Türk ve İslam dünyasının yetiştirdiği en büyük düşünürü Fârâbî, İslamiyet’in akla dayalı bir din olduğuna inanıyordu. İslâmî fikir tarihini başlatan Türk bilgini, Aristo’dan sonra ikinci öğretmen olarak anıldı. Üstat olan Aristo’yu yeniden şerh ettiği, kurduğu felsefenin eksik yanlarını tamamladığı için ikinci üstat dendi. Fikirleri ve eserlerini kolaylıkla anlaşılır biçimde dile getirmesi ile doğuda da batıda da hayranlık uyandırdı.

Çağından yüzyıllar önce ideal insana, ideal yaşama ve ideal devlet üzerine fikirleriyle ilimleri sınıflandırdı. Fizik, matematik ve metafizik ilimler diye üçe ayırdı. Onun bu metodu, avrupalı bilginler tarafından ancak on üçüncü asırda kabul edildi.  Batı felsefesinin de kuruluşuna hizmet ederek uygarlığına katkı sağladı. Montesgieu, Spinoza gibi batılı filozoflar, Farabi’nin eserlerinin tesirinde kaldılar. İbni Sina: Farabi’ nin bir mezat yerinden satın aldığı kitabı sayesinde, o zamana kadar bir türlü kavrayamadığı metafiziği, tamamen öğrendiğini söyler.

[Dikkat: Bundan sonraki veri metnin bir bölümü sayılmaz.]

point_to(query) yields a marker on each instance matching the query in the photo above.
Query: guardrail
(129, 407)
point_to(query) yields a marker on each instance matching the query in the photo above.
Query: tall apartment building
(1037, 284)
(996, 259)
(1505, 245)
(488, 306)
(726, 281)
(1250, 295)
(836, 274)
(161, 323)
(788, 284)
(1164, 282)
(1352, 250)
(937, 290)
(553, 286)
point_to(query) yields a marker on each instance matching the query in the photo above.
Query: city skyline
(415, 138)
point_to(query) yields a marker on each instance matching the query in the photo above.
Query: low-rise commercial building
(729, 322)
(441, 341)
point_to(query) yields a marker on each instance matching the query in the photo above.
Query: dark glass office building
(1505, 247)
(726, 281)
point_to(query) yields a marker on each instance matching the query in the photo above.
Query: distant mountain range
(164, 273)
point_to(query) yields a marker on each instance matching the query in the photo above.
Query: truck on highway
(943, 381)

Ara Ehli’l-Medineti’l-Fazıla ‘Model Şehir’ kitabı, sosyoloji ve siyaset bilimine ilk önemli katkısıdır. Kitapları 18. yüzyıl sonuna kadar Avrupa üniversitelerinde okundu. Eserlerinin çoğunun kaybolmasına rağmen, 43 mantık üzerine 43, metafizik üzerine 11, ahlak üzerine 7, siyaset bilimi üzerine 7, müzik 17, tıp ve sosyoloji üzerine de 11′i tefsir olmak üzere 117 eserini miras bıraktı.

Siyaset ile ahlak arasında kurduğu sıkı ilişki nedeniyle  “Tasilüs-Saâde” adlı eserinde siyasal lideri bir ahlak prototipi, önderi ve öğretmeni olarak görür. Devlet hayatı ile ilgili ilkeleri sayarken, öncelikle “adalet”i belirtir ve “Adalet, toplum mensuplarının paylaştıkları bütün iyi şeylerin başında gelir.” der.

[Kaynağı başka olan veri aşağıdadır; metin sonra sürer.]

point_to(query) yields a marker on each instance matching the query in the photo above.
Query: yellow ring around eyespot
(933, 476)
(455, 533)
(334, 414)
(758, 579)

Devlet felsefesi ile ilgili temel düşüncelerini ortaya koyduğu eserlerinde devleti uzuvcu bir yaklaşımla ele alır. İnsan vücudu nasıl belli organlardan oluşuyorsa, çeşitli düzeydeki toplumların da belli organlardan oluşan bir yapıya sahip olduklarını iler sürer. Bu konuda beş tabakalı bir “Erdemli Şehir” “Medine-i Fadıla” tablosu çizer.

Bu siyasal birimin başında bir “filozof-hükümdar” bulunur, eğer böyle biri yoksa devleti ya bir grup ya da kanun ve gelenekleri iyi bilen biri yönetir. Toplumun tabakaları birbirlerine sevgi ile bağlıdır ve toplumun yönetiminde “adalet” ilkesi egemendir.